If you log onto Windows XP Home under an account with Administrator privileges and try to access the files in the profile of another account, you will get an Access Denied error. This is because of how the permissions are set up on the directory tree. In one recent example, I found that the Owner of the directory tree couldn't be displayed, and that the Account that used that profile and the SYSTEM account had Full Control, whereas no other account had any control.

What I would like the permissions to be is for the profile user to be the owner, but for the Administrators group to have Full control. You can't do this (at least, not easily) using the security tab interface in Windows XP Home (either through the Security tab hack for XP Home, or through logging in in Safe Mode) nor through CACLS, XP's built-in command line tool for file permissions.

Instead, I used SetACL, a great tool that I have been using more and more lately. It took me a while to figure out how to accomplish what I wanted, but eventually I came up with the following method of changing the permissions for the whole tree:

1. Change the owner of the profile directory to the Administrators group.
2. Give the Administrators group Full control, and enable permissions propagation for the entire tree.
3. Reset the owner to the account holder.

The syntax of SetACL can be pretty obscure, so here is an example batch file to do the above. The account affected is the Owner account.

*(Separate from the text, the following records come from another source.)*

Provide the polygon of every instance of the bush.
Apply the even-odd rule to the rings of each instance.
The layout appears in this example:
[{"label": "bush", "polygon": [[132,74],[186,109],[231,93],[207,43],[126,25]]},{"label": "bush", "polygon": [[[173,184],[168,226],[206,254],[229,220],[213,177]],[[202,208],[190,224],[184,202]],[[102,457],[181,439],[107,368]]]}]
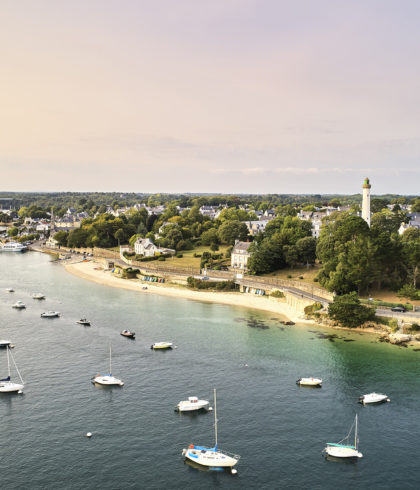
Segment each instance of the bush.
[{"label": "bush", "polygon": [[314,277],[314,282],[319,282],[319,279],[317,277]]},{"label": "bush", "polygon": [[375,312],[360,304],[356,293],[335,296],[328,307],[328,315],[344,327],[358,327],[375,319]]},{"label": "bush", "polygon": [[271,291],[270,296],[272,298],[284,298],[284,293],[279,289],[275,289],[274,291]]},{"label": "bush", "polygon": [[299,279],[303,279],[303,276],[299,276]]},{"label": "bush", "polygon": [[290,274],[287,274],[287,279],[291,279],[292,276]]},{"label": "bush", "polygon": [[413,332],[419,332],[420,331],[420,325],[418,323],[413,323],[410,327],[410,330]]},{"label": "bush", "polygon": [[166,257],[164,257],[163,255],[161,255],[160,257],[158,257],[158,261],[159,262],[164,262],[166,260]]},{"label": "bush", "polygon": [[420,299],[420,291],[413,284],[404,284],[398,291],[397,296],[400,298]]},{"label": "bush", "polygon": [[234,281],[203,281],[191,276],[187,279],[187,284],[192,289],[214,289],[217,291],[235,291],[239,289],[239,286]]},{"label": "bush", "polygon": [[[316,302],[313,305],[305,306],[303,311],[305,312],[305,315],[312,315],[316,311],[321,310],[321,309],[322,309],[322,304],[319,302]],[[319,314],[318,314],[318,316],[319,316]]]},{"label": "bush", "polygon": [[391,318],[388,325],[391,327],[392,333],[395,333],[398,330],[398,320],[396,318]]},{"label": "bush", "polygon": [[183,254],[177,254],[176,255],[177,259],[182,259],[183,256],[184,256]]}]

setacl.exe -on "C:\Documents and Settings\Owner" -ot file -actn setowner -ownr n:Administrators -rec cont_obj

setacl.exe - -on "C:\Documents and Settings\Owner" -ot file -actn ace -ace "n:Administrators;p:full" -actn rstchldrn -rst dacl

setacl.exe -on "C:\Documents and Settings\Owner" -ot file -actn setowner -ownr n:Owner -rec cont_obj

The above lines wrap, so note that each line starts with setacl.exe.